I used Fedora to install grub on hdg with
"grub-install /dev/hdg"
It gave an ok message and the listing of device.map generated by anaconda:
sda is hdo
hdg is hd1
Now comes the odd part. In grub boot menu, Fedora appears in (hd0,1) and it boots OK (there is a boot partition) and XP appears in (hd1,0). Changing this by hand to (hd0,0) gives the same error.
I'm quite sure that ntldr and ntdetect.com are on sda C:
I also tried to install grub in the sata driver, but then it gave error 22, and had to fix the master boot record with "fixmbr" of XP cd.
Perhaps I'm missing something obvious here. Some help is highly
appreciated.
The important thing to note here is that you are causing your owm problems by switching the BIOS back and forth between the two drives. It is impossible to get grub into a consistent, sane state if you keep changing the BIOS.

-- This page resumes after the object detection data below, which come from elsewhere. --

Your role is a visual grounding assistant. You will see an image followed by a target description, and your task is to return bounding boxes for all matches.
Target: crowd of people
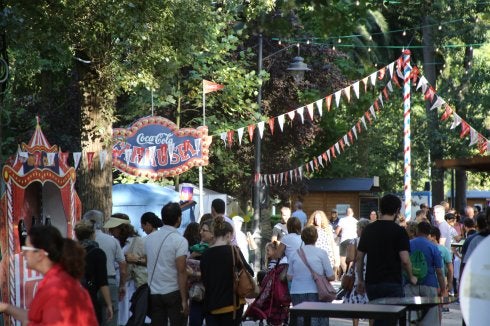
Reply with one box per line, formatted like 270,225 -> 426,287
0,194 -> 490,326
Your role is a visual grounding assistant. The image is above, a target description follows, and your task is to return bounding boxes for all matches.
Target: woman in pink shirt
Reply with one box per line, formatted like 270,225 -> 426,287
0,225 -> 98,326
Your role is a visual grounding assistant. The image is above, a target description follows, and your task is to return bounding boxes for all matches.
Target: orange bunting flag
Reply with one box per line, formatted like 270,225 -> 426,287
202,79 -> 225,94
248,125 -> 255,142
269,117 -> 274,135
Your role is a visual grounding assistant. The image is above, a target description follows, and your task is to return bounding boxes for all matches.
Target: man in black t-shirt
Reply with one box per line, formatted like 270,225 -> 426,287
356,194 -> 417,325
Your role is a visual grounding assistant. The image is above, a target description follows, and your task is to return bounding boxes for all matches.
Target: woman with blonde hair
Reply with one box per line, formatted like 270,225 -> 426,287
306,210 -> 340,276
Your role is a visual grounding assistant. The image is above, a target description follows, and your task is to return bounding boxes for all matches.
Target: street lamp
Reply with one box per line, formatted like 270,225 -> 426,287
253,33 -> 311,267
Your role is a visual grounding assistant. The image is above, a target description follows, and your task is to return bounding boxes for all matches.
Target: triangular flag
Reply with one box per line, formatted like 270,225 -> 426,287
269,117 -> 274,135
335,90 -> 342,107
352,81 -> 359,99
226,130 -> 235,148
459,120 -> 470,138
315,100 -> 323,117
73,152 -> 82,170
415,76 -> 429,93
388,62 -> 395,79
87,152 -> 95,170
237,127 -> 245,145
257,121 -> 265,139
220,131 -> 227,147
344,86 -> 350,102
470,127 -> 478,146
451,113 -> 461,129
296,106 -> 305,124
369,71 -> 378,86
247,125 -> 255,142
430,96 -> 446,111
306,103 -> 314,121
99,150 -> 107,170
369,105 -> 376,119
202,79 -> 225,94
325,94 -> 332,112
277,114 -> 285,132
378,67 -> 386,80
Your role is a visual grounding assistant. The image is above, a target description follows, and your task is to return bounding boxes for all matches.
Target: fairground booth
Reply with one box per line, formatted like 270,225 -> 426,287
0,119 -> 81,325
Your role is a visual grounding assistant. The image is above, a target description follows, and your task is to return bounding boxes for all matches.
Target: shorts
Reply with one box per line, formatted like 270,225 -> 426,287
339,239 -> 352,257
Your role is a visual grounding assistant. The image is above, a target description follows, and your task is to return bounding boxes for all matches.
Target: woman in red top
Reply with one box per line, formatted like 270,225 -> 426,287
0,225 -> 98,326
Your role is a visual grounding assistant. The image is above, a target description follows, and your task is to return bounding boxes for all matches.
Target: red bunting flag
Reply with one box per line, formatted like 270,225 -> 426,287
202,79 -> 225,94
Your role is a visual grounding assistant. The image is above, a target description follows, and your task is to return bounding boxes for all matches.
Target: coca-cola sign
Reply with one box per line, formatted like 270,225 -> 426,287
112,117 -> 211,179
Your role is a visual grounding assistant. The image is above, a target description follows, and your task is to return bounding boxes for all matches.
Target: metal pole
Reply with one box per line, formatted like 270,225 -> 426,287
403,50 -> 412,221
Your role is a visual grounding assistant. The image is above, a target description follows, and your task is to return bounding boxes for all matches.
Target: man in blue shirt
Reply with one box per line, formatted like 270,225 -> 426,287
404,222 -> 447,325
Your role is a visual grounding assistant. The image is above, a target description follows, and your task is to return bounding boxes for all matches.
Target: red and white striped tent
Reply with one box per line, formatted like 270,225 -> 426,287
0,118 -> 81,325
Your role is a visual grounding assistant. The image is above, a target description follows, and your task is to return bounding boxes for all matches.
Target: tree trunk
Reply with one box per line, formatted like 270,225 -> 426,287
422,16 -> 444,205
78,65 -> 115,218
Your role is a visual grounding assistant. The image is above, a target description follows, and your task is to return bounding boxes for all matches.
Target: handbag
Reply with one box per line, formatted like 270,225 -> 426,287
298,248 -> 337,302
231,246 -> 259,298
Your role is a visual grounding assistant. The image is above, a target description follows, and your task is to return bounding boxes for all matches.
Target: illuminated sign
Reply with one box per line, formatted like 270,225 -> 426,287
112,116 -> 211,179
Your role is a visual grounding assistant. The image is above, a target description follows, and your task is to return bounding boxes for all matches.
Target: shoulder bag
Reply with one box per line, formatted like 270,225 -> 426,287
298,248 -> 337,302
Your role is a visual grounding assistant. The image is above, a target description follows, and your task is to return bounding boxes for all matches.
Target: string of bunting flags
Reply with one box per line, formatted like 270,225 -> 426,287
415,76 -> 490,155
213,60 -> 401,148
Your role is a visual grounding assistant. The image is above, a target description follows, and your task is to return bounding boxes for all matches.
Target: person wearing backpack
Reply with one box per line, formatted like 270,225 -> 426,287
404,222 -> 447,326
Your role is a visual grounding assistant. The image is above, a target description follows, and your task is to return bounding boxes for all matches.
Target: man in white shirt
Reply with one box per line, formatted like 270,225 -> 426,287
335,207 -> 357,273
83,210 -> 127,326
145,203 -> 189,326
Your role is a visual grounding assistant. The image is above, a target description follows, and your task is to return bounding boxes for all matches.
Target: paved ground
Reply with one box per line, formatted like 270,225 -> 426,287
242,282 -> 463,326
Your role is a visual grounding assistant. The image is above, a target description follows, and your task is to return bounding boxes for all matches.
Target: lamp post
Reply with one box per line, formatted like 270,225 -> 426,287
252,33 -> 311,268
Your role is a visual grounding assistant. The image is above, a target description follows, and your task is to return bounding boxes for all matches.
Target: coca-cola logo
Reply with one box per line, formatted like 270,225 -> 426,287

Edit the BIOS one last time, and never more. Set it up as it was when you installed Fedora (since you have Fedora installed and grub in the MBR of that drive). Fedora will then be consistent with the grub.conf (/boot is in (hd0,0), / [root] is in (hd0,1)), and xp in in (hd1,0).
Do that now, and verify that Fedora will boot.
And, from this point on, LEAVE THE BIOS ALONE. It is not necessary to keep changing drive order, and just confuses matters.
On successful re-boot, edit /boot/grub/grub.conf to make the xp entry look like this:
title Windows XP
root (hd1,0)
map (hd1,0) (hd0,0)
map (hd0,0) hd1,0)
makeactive
chainloader +1
Windows will refuse to boot if it isn't in the first partition of the first drive. So, we tell windows a little white lie to make it think it's there (the map lines above will remap the drive numbers for windows).
Note: in future, when you re-install xp, it will probably break grub. Just boot Fedora from the cd, and run grub-install again to fix grub.